Klement told IoTAustralia, that, while there were a number of IoT reference architectures in the public domain, they were mostly very generic, and very high level. “My experience is that they come from an ivory tower mentality, people trying to come up with a silver bullet that works for every industry and every use case,” he said. “That is one of the reason when many reference architectures have a bad reputation: they are very academic, very theoretical.”
He said the intent of the Australian initiative was to leverage existing reference architectures to create one that could be implemented in practice, choose products to fit it and then, in phase two, create some use cases using technology from vendors.
“What use cases we develop will be opportunity driven. Some industries are more interesting than others. I am hoping that people will bring problems or use cases to the table. Alternatively, we can reach out globally and see what is out there and reengineer it accordingly.”
Klement said the ideal outcome for the project would be for the reference architecture to be used in the implementation of End-To-End IoT solution in the real world.
He said initial responses to the idea had been very positive.
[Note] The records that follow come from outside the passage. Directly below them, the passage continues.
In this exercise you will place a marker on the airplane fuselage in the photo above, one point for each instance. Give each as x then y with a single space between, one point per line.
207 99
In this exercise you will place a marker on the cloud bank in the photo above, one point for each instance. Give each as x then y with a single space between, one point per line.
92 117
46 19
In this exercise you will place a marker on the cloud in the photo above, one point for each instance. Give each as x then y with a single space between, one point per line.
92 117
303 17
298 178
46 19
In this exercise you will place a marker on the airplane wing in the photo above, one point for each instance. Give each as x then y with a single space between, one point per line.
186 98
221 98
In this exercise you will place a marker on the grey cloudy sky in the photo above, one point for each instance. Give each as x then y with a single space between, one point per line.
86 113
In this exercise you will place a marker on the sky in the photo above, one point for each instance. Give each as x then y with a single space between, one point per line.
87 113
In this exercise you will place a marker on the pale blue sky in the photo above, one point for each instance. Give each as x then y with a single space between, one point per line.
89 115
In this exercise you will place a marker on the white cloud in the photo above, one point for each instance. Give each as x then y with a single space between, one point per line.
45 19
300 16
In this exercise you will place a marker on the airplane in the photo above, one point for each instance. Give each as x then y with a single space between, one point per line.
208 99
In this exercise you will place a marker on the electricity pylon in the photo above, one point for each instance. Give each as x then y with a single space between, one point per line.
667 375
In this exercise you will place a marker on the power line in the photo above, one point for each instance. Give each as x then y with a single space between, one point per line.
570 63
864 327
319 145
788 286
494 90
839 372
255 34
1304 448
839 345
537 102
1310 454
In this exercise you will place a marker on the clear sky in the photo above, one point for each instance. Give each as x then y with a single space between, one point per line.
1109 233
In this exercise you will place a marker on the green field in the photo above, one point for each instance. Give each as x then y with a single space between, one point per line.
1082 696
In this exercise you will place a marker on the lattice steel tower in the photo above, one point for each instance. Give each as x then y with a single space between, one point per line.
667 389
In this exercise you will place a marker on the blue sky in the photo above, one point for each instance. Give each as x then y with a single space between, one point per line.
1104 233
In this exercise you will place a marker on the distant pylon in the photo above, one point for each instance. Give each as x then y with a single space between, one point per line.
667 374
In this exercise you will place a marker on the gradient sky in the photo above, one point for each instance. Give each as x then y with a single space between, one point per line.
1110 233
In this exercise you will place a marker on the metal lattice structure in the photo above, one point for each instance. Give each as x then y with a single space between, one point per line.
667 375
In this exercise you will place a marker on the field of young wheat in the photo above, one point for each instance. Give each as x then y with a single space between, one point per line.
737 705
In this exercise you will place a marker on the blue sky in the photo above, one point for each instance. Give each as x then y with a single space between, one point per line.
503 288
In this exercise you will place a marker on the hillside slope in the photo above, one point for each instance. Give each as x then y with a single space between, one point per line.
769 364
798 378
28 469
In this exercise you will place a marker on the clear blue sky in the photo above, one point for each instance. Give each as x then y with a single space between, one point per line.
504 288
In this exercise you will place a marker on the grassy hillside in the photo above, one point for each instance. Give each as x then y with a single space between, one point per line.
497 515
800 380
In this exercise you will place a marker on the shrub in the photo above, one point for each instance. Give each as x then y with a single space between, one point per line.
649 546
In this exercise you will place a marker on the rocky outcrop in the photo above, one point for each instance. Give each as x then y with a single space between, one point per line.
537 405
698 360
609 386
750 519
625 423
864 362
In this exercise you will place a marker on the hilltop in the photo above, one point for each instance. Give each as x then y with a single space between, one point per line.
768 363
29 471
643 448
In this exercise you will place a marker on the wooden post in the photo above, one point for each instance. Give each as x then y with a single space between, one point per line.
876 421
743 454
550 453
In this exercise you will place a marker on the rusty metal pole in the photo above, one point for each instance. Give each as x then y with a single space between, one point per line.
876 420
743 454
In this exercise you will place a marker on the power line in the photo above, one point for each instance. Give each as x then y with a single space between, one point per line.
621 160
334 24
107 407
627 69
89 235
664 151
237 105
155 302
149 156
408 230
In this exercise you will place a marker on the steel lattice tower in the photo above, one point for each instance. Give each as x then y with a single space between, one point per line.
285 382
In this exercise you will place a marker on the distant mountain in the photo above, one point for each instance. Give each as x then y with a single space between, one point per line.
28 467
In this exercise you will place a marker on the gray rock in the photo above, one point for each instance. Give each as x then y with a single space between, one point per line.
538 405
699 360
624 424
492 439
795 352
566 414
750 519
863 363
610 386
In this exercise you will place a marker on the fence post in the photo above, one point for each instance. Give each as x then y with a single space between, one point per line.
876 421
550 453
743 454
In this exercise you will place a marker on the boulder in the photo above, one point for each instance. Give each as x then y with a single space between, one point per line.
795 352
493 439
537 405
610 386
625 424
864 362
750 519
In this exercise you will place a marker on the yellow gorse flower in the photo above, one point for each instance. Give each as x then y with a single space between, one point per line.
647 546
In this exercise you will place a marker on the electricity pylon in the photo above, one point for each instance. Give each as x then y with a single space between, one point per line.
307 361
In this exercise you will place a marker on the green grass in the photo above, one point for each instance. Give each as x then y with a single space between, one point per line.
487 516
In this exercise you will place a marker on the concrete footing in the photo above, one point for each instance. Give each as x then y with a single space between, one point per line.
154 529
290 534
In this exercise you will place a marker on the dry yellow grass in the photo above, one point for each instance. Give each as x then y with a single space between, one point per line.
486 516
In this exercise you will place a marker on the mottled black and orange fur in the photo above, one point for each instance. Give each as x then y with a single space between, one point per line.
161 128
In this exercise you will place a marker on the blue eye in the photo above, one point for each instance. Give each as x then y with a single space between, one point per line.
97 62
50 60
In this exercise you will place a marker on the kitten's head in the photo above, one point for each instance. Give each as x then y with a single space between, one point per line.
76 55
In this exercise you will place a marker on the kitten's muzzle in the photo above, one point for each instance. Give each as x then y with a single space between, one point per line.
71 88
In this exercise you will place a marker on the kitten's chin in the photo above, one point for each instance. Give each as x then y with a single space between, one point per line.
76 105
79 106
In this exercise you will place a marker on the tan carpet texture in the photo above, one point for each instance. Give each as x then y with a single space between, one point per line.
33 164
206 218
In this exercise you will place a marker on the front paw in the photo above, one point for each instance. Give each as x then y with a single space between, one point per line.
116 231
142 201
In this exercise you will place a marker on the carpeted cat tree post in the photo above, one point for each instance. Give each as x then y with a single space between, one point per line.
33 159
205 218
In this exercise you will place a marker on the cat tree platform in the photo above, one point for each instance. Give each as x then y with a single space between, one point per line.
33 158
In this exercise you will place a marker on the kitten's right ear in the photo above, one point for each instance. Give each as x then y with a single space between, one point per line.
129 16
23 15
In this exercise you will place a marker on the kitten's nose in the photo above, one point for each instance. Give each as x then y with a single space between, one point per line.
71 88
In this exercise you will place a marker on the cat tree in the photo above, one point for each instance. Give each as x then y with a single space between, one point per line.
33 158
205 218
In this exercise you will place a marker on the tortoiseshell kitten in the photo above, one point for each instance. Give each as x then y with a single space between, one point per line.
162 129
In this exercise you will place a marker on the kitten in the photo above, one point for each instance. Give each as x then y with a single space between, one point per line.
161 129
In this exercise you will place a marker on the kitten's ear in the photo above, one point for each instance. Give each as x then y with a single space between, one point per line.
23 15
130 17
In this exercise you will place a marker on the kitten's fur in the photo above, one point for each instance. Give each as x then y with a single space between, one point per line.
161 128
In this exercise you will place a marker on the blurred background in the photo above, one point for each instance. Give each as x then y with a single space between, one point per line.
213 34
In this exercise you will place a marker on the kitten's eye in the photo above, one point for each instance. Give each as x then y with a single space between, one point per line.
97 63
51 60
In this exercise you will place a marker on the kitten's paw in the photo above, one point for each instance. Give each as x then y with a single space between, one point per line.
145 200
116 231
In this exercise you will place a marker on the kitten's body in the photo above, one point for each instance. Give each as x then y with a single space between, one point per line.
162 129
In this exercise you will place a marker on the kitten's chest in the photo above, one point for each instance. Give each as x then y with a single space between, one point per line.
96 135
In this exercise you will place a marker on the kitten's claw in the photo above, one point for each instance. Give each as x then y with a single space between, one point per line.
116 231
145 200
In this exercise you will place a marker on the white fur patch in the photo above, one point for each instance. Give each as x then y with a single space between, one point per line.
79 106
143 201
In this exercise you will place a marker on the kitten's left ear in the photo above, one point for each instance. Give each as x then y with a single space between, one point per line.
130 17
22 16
He has approached others, including the Australasian Architecture Meetup Group, seeking participation and has had offers to participate, voluntarily, from about 20 people. “We have people in Singapore, India, Brazil and Europe already interested to participate. It will be a global open source project, but it started and will be managed from Australia,” Klement said. He added: “The Sydney IoE community is growing into a regional IoE community network and we expect that the community network will eventually be global, like the IoE reference architecture project.”
He said the response to the initiative indicated that the community saw value in the planned architecture. “I got feedback from one person who works for a big telco who said: ‘If I had had something like this in my last project it would have been very helpful.’ If you don’t use reference models and you don’t use pieces of code that are out there, you have to develop both from scratch for a customer.
“If you are a consultancy you can generate more revenue by starting from scratch. So this idea is not going to be very popular with consulting organisations because it eats into their revenue, but from a vendor or IoT user perspective, it is good, because it reduces the time, the cost and the risk of a project.”
Industrial Internet Consortium’s reference architecture
Klement intends to take as his starting point the IoT reference architecture recently produced by the Industrial Internet Consortium, but said the aim was not to replicate it in any way. “We want to take specific use cases and build an architecture based on those that is independent of any specific technology.”
He said he would be relying heavily on his relationship with the IIC to realise the plan. “The IIC has 160 members and a test bed, if we want to do a reference implementation and we need the technical infrastructure to put the software on.” The IIC CTO, Stephen Mellor — who is also an adjunct professor at the Australian National University — due in Australia in October.
The IIC released its reference architecture in June saying it “provides a common language for the elements of industrial Internet systems and the relationships between them,” would “help developers decide which elements they need for their systems, enabling faster delivery of implementations” and “outlines key characteristics of industrial internet systems, various viewpoints that must be considered before deploying an Industrial Internet solution, and an analysis of key concerns for the Industrial Internet including security and privacy, interoperability, and connectivity.”
Dr Shi-Wan Lin, co-chair of the IIC’s Technology Working Group and principal engineer with the Strategy and Technology Office in Intel’s IoT group, said: “The Industrial Internet Reference Architecture has broad applicability across industrial and other IoT systems to drive that scalability and interoperability within the industry.”
Shortly after releasing its reference architecture, the IIC announced a collaboration with the IEEE’s P2413 Architectural Framework for the Internet of Things (IoT) Working Group to develop a “comprehensive architecture for an interoperable Internet of Things (IoT) around the world.”
Cisco pushing its own IoT architecture
Also pushing an overarching IoT reference model is Cisco, which launched the IoT World Forum Reference Model in 2014. According to Maciej Kranz, vice president of Cisco’s Corporate Technology Group, it organises all the components of IoT into layers, provides a graphical representation of IoT and all that it entails, and enables the creation of an ‘Open IoT’ system, with guaranteed interoperability.
Next step for the IoE Reference Architecture community project is to put in place the infrastructure to support collaboration among participants in the development of the architecture. He said he had approached a number of vendors of architecture modelling tools in search of a platform on which the architecture could be defined.